Processors suitable for execution of a computer program include, by way of example, both general and special purpose microprocessors, and any one or more processors of any kind of digital computer. Generally, a processor will receive instructions and data from a read-only memory or a random access memory or both. Elements of a computer may include at least one processor to execute instructions and one or more memory devices to store instructions and data. Generally, a computer will also include or be coupled to receive data from, transfer data to, or perform both on one or more mass storage devices to store data, e.g., magnetic, magneto-optical disks, or optical disks. Examples of information carriers suitable for embodying computer program instructions and data include semiconductor memory devices, for example, magnetic media such as a hard disk, a floppy disk, and a magnetic tape, optical media such as a compact disk read only memory (CD-ROM), a digital video disk (DVD), etc. and magneto-optical media such as a floptical disk, and a read only memory (ROM), a random access memory (RAM), a flash memory, an erasable programmable ROM (EPROM), and an electrically erasable programmable ROM (EEPROM) and any other known computer readable medium. A processor and a memory may be supplemented by, or integrated into, a special purpose logic circuit.
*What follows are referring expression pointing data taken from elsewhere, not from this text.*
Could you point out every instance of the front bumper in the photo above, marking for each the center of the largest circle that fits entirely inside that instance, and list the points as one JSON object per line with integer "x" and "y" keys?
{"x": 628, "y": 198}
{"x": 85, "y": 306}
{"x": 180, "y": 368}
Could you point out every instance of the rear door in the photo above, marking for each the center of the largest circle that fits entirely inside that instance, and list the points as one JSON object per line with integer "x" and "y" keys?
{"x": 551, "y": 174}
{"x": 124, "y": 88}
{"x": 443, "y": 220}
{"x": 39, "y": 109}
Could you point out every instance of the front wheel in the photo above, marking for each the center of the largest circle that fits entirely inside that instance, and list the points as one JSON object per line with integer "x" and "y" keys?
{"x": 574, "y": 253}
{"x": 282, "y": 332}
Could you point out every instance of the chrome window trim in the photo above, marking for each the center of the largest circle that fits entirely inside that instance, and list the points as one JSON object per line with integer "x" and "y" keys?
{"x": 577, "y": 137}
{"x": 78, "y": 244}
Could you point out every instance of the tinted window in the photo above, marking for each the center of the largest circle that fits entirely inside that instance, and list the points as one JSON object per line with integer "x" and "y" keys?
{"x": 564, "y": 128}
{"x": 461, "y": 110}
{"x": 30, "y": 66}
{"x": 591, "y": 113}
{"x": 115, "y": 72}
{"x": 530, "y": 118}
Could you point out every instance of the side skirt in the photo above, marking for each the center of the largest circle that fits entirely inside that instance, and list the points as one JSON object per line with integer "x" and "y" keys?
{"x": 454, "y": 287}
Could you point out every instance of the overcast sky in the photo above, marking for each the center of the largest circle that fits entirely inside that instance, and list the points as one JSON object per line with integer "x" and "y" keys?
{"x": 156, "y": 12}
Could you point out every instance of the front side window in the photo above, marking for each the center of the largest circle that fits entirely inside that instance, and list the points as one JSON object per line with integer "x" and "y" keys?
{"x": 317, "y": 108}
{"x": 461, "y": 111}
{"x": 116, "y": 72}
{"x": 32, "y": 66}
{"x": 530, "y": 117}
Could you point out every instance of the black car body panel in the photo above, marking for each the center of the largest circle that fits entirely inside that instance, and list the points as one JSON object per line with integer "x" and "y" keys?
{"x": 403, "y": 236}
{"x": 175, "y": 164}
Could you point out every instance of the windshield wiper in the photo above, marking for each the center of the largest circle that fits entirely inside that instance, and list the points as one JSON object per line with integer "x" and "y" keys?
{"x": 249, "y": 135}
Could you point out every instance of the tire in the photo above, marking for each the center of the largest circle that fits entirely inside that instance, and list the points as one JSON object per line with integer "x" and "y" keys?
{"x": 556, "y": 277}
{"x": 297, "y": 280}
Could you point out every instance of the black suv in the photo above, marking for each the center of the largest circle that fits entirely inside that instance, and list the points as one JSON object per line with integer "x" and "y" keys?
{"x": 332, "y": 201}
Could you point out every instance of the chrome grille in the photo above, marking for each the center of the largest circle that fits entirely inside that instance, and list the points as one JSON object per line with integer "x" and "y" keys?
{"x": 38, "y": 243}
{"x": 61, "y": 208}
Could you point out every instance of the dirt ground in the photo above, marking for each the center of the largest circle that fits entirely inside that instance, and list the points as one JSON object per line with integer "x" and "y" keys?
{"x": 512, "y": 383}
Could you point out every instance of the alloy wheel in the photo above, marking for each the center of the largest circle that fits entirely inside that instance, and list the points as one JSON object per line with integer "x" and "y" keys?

The processor may run an operating system (OS) and one or more software applications that run on the OS. The processor device also may access, store, manipulate, process, and create data in response to execution of the software. For purpose of simplicity, the description of a processor device is used as singular; however, one skilled in the art will be appreciated that a processor device may include multiple processing elements and/or multiple types of processing elements. For example, a processor device may include multiple processors or a processor and a controller. In addition, different processing configurations are possible, such as parallel processors.

Also, non-transitory computer-readable media may be any available media that may be accessed by a computer, and may include both computer storage media and transmission media.

The present specification includes details of a number of specific implements, but it should be understood that the details do not limit any invention or what is claimable in the specification but rather describe features of the specific example embodiment. Features described in the specification in the context of individual example embodiments may be implemented as a combination in a single example embodiment. In contrast, various features described in the specification in the context of a single example embodiment may be implemented in multiple example embodiments individually or in an appropriate sub-combination. Furthermore, the features may operate in a specific combination and may be initially described as claimed in the combination, but one or more features may be excluded from the claimed combination in some cases, and the claimed combination may be changed into a sub-combination or a modification of a sub-combination.

Similarly, even though operations are described in a specific order on the drawings, it should not be understood as the operations needing to be performed in the specific order or in sequence to obtain desired results or as all the operations needing to be performed. In a specific case, multitasking and parallel processing may be advantageous. In addition, it should not be understood as requiring a separation of various apparatus components in the above described example embodiments in all example embodiments, and it should be understood that the above-described program components and apparatuses may be incorporated into a single software product or may be packaged in multiple software products.

It should be understood that the example embodiments disclosed herein are merely illustrative and are not intended to limit the scope of the invention. It will be apparent to one of ordinary skill in the art that various modifications of the example embodiments may be made without departing from the spirit and scope of the claims and their equivalents.

Accordingly, one of ordinary skill would understand that the scope of the claimed invention is not to be limited by the above explicitly described embodiments but by the claims and equivalents thereof.